# Show that a ring is isomorphic finite direct product of matrix rings over a field

Let $$F$$ be an algebraically closed field and let $$R$$ be a finite-dimensional $$F$$-algebra and suppose that $$R$$ has no nonzero nil ideals. Show that $$R$$ is isomorphic to a finite direct product of matrix rings over $$F$$.

I think it might be useful to use the Artin-Wedderburn theorem. I know that if $$R$$ is a finite-dimensional $$F$$-algebra then $$R$$ is an artinian ring, but I'm not sure how to prove this.

However, if I can prove that claim, by the Artin-Wedderburn theorem, $$R$$ is isomorphic to a direct product of matrix rings over division rings, but these division rings might not be $$F$$, so I was wondering how I could fix this?

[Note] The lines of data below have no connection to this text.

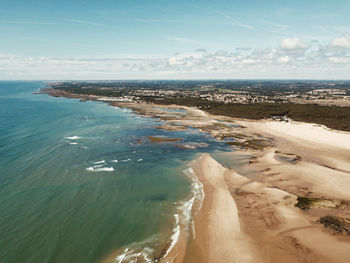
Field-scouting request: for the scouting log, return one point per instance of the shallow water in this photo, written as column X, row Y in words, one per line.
column 75, row 185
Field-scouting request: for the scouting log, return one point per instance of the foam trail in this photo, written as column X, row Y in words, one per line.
column 96, row 169
column 98, row 162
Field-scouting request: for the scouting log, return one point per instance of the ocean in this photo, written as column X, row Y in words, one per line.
column 76, row 185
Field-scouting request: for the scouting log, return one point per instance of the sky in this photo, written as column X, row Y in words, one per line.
column 174, row 39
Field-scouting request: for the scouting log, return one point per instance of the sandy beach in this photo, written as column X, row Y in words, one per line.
column 252, row 217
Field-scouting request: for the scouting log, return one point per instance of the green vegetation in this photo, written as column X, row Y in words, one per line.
column 331, row 116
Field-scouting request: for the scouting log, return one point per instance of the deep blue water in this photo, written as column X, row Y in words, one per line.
column 55, row 210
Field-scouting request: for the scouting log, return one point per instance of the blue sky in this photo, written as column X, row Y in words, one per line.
column 174, row 39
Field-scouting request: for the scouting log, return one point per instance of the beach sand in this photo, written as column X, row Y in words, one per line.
column 252, row 217
column 249, row 213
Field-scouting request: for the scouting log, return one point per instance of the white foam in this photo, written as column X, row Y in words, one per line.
column 98, row 162
column 130, row 255
column 97, row 169
column 73, row 138
column 175, row 236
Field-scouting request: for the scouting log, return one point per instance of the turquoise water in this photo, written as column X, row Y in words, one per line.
column 75, row 185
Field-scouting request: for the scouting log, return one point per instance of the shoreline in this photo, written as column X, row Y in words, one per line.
column 283, row 162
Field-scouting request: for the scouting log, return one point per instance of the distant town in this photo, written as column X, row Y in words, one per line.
column 227, row 92
column 321, row 102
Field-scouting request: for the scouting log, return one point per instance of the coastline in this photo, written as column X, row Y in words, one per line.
column 250, row 214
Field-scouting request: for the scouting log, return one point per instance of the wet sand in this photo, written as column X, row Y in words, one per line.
column 249, row 213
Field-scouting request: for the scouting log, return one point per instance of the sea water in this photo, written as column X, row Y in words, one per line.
column 76, row 184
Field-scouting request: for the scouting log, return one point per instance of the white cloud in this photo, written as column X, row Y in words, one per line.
column 339, row 60
column 293, row 45
column 342, row 42
column 320, row 61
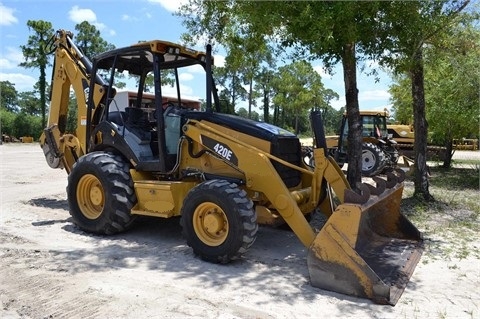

For your first question, a right ideal is also an $$F$$ subspace. A proper containment of subspaces must experience a drop of at least one dimension. This cannot continue indefinitely.
For your second question, you should probably double check your version of the A-W theorem. Usually for algebras it’s stated as a product of matrix rings “…over division rings that are finite dimensional extensions of $$F$$”. It’s not hard to show an algebraically closed field cannot have (proper) extensions like that.